Characteristic engineering concept:
Feature engineering transforms raw data into more representative data prediction model The process of features of potential problems can be realized by selecting the most relevant features, extracting features and creating features. Among them, feature creation is often realized by dimension reduction algorithm.
Purpose of Feature Engineering:
Reduce the calculation cost and increase the upper limit of the model
Feature selection feature_selection
Feature extraction, feature creation and feature selection
The first step of Feature Engineering: understanding the business
Four feature selection methods: filtering method, embedding method, packaging method and dimension reduction algorithm
1, Filter method
Filtering methods are usually used as preprocessing steps, and feature selection is completely independent of any machine learning algorithm. It selects features according to the scores in various statistical tests and various indicators of correlation.
1.1 variance filtering
1.1.1 VarianceThreshold
This is to filter the class of features through the variance of the feature itself. For example, if the variance of a feature itself is very small, it means that the samples have basically no difference in this feature. Maybe most of the values in the feature are the same, or even the values of the whole feature are the same, then this feature has no effect on sample differentiation.

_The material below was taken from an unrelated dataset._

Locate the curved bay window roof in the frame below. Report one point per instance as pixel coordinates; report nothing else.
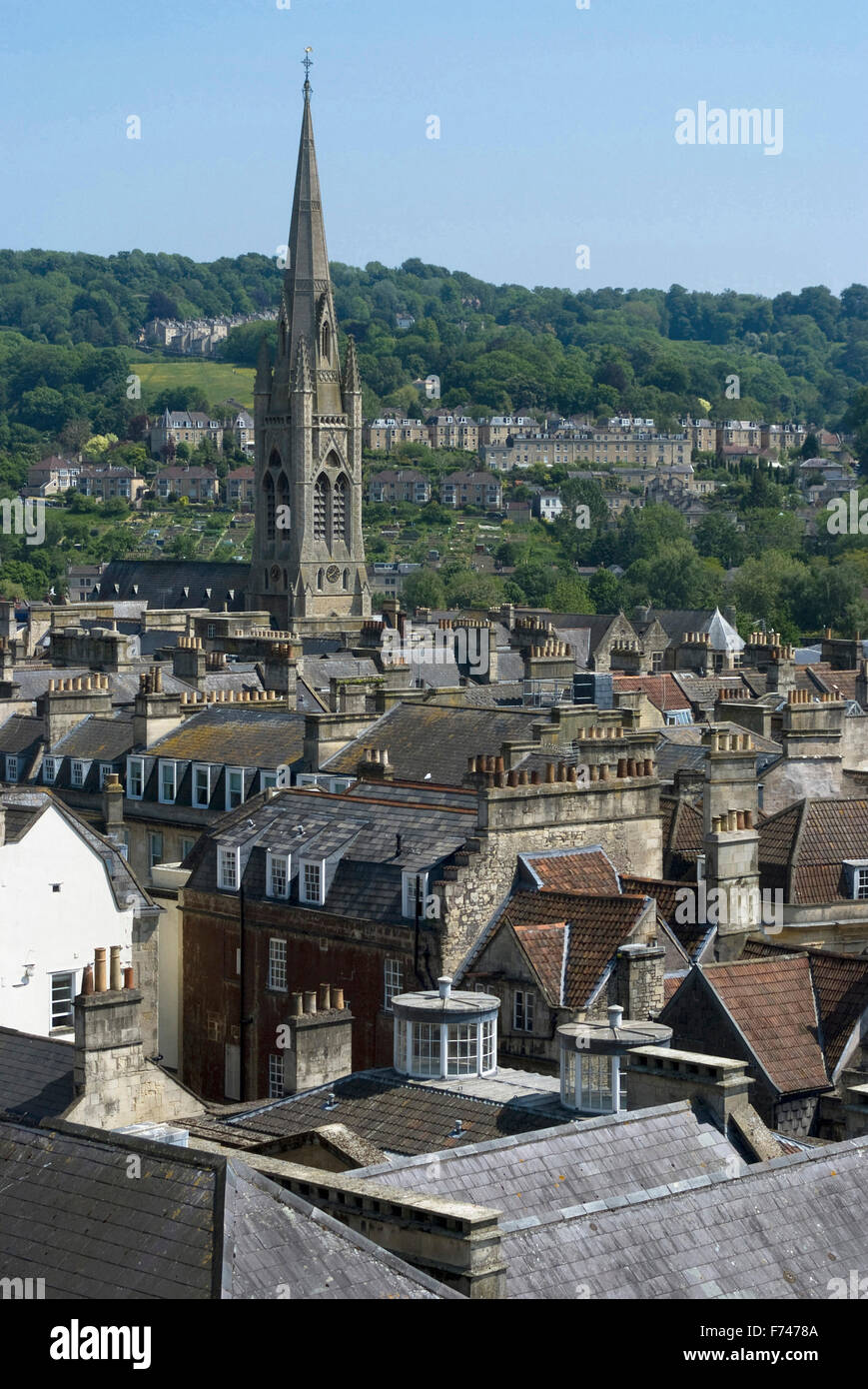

No matter what the next feature engineering needs to do, the feature with variance of 0 should be eliminated first.
VarianceThreshold has an important parameter threshold, which indicates the threshold of variance and discards all features with variance less than threshold. If it is not filled in, it defaults to 0, that is, delete all features with the same record.
#View variance x.var()
Filter features with zero variance
from sklearn.feature_selection import VarianceThreshold selector=VarianceThreshold() X_var0=selector.fit_transform(X) X_var0.shape
#Output
>(42000, 708)
It can be seen that we have deleted the feature with variance of 0, but there are still more than 708 features left. It is obvious that further feature selection is needed. However, if we know how many features we need, variance can also help us make feature selection in one step. For example, if we want to leave half of the features, we can set a variance threshold to halve the total number of features. As long as we find the median of the feature variance and enter this median as the value of the parameter threshold:
Filter features with median variance
from sklearn.feature_selection import VarianceThreshold import numpy as np X_fsvar=VarianceThreshold(np.median(X.var().value)).fit_transform(X) x_fsvar
#Output
>(42000, 392)
When the feature is a binary classification, the value of the feature is Bernoulli random variable, and the variance of these variables can be calculated as:
Where X is the feature matrix and p is the probability of a class of binary classification features in this feature.
#If the feature is a Bernoulli random variable, assume p=0.8, that is, delete the feature when one of the two classification features accounts for more than 80% x_bvar = VarianceThreshold(.8*(1-.8)).fit_transform(x) x_bvar.shape >(42000, 685)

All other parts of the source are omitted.